During GISH, participants complete strange creative challenges, such as creating sculptures out of tampons, or kind ones, such as donating supplies to a local women’s or children’s shelter.
In full disclosure, you’re reading one of those challenges right now. It’s #42 on the 2020 list, and it’s worth 21 points. “What is GISH? We’re not exactly sure, but we sure want to read what you think it is. Write a 250–500 word essay and have it published …”
Misha is Misha Collins, who created GISH and plays the angel Castiel on the series Supernatural. Other top-billed cast members and various celebrities, including William Shatner, sometimes get involved too. The legend goes that Misha’s family had some hard financial times when he was growing up, and someone once helped them have a really great Christmas. He always remembered that and now gives back.
He’d probably tell you he found the strangest way possible to do so. He likes to brag about torturing the participants, causing “unreasonable pain and suffering.” But he knows full well that all 55,000 plus of us enjoy every minute of it.

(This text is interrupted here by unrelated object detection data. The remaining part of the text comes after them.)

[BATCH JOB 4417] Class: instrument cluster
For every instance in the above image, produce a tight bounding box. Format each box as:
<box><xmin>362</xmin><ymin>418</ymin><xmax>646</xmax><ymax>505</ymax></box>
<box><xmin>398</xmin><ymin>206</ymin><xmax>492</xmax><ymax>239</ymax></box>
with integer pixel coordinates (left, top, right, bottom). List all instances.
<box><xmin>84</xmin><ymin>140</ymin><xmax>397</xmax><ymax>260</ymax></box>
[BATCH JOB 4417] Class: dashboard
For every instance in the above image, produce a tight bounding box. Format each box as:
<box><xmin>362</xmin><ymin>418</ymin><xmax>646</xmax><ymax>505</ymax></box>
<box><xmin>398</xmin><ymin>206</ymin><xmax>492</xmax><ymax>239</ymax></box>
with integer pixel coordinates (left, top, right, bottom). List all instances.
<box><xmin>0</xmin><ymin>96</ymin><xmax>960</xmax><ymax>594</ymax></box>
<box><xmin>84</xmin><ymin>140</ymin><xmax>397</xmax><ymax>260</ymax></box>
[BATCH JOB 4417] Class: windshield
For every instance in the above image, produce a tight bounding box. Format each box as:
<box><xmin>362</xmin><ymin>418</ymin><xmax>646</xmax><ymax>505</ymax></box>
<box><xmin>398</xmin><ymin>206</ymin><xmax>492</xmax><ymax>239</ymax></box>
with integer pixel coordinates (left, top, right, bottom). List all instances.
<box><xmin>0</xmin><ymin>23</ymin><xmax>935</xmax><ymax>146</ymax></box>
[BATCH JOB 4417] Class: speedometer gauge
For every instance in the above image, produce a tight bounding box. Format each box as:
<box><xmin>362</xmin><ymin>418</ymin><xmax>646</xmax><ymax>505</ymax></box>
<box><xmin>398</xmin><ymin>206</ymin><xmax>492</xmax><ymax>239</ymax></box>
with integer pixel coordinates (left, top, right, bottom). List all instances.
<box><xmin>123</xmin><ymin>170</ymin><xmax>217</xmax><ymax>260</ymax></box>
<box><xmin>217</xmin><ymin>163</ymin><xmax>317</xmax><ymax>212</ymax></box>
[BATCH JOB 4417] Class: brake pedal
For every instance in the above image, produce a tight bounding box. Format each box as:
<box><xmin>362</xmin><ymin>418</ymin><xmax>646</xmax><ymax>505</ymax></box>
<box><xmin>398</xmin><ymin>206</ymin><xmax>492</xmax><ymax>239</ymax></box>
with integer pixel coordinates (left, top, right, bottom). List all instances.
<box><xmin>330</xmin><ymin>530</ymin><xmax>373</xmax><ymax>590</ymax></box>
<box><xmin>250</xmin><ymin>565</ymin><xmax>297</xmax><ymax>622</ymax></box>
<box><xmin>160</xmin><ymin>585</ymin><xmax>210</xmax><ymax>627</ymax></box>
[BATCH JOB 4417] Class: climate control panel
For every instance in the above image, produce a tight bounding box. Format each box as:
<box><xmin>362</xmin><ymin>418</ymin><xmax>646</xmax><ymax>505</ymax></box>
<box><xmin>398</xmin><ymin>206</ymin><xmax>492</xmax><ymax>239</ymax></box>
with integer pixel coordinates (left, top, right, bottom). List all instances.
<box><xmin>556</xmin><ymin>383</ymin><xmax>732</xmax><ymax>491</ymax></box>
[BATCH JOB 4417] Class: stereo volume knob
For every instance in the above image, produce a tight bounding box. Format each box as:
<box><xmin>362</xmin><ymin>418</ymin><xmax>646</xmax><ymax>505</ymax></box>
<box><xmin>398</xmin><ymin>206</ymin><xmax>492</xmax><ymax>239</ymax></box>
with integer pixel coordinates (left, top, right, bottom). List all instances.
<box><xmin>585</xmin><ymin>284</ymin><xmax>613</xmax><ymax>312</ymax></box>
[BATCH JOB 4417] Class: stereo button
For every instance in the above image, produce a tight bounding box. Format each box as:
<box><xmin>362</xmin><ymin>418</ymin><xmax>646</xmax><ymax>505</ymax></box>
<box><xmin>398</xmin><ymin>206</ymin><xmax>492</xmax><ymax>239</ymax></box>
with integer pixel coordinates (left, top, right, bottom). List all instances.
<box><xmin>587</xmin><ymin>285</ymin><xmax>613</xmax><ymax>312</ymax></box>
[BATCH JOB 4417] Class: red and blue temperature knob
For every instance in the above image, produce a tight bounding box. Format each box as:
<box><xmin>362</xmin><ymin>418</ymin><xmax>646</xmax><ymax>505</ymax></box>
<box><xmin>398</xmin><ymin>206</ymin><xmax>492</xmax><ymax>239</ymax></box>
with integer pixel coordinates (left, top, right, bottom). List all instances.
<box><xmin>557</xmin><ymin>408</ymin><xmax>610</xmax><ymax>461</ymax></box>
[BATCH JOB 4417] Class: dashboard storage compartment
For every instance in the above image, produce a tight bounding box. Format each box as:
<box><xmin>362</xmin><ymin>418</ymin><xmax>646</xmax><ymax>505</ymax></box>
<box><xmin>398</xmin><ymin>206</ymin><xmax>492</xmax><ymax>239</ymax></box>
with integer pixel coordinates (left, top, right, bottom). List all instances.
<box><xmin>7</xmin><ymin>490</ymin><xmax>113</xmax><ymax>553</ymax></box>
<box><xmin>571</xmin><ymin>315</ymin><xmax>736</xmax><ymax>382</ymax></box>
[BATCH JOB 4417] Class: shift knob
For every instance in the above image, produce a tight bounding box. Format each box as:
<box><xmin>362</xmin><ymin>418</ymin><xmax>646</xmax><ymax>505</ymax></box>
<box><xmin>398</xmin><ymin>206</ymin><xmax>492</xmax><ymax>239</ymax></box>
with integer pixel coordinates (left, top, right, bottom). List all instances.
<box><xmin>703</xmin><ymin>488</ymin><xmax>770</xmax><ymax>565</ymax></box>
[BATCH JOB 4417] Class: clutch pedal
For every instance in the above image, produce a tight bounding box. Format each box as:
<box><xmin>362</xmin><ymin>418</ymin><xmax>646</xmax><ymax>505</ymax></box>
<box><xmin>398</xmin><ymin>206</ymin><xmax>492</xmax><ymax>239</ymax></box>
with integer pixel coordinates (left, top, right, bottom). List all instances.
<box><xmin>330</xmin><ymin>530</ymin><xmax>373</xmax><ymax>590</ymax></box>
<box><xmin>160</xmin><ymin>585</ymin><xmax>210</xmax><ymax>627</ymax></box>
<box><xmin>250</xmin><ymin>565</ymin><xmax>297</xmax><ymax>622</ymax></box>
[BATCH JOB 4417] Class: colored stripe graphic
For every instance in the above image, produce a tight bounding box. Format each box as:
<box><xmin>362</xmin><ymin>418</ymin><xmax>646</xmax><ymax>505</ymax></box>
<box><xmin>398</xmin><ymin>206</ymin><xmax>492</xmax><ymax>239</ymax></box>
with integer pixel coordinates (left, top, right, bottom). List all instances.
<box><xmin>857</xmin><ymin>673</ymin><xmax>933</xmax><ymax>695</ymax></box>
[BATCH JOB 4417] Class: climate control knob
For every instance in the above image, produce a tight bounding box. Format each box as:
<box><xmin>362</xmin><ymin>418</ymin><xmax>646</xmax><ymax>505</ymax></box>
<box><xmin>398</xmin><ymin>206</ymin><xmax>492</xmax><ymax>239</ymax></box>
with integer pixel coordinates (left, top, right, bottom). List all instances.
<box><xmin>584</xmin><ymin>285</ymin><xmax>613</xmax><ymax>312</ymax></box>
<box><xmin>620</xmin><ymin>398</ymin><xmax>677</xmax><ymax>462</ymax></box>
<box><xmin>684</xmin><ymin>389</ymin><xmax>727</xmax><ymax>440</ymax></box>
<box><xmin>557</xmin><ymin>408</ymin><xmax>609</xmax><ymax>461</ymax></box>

Once a friend and I got kicked out of a fast-food drive-through during GISH. I can’t remember what was going on, but it involved breaking a no-recording rule at the restaurant that we didn’t know about. Whatever it was, it seemed like a good idea at the time. That’s the kind of mayhem he sometimes encourages.
The challenges range from bizarre to tear-jerking. Even before this year’s pandemic, GISH items often included entertaining the elderly at nursing homes, donating to families without enough food, and raising awareness for social justice issues.
My favorite creative items have included a struggling Gingerbread Village, a birdhouse jail, and a 2020 politically-inspired task I can’t tell you about yet. (Most items can’t be shared until after the year’s hunt is over.)
What I look forward to most about this scavenger hunt each year are these creative tasks. I once heard that creativity is at its best when we have the fewest supplies. It’s easy to create something when you have all the pieces already. It’s much more challenging when you’re trying to make a Rube Goldberg machine out of whatever you have in your kitchen at the time, or a painting using only dirt.
This one week every summer is a sanctioned playtime for adults, although plenty of kids are involved too. It’s that extra push to support a cause you care about. It’s a connection in a world when we don’t connect enough, even for those who normally hate connecting at all.
So, what is GISH? We still have no idea, but I am eternally thankful for it. Thanks Misha. Thanks Gishers. I’ll see you on the hunt.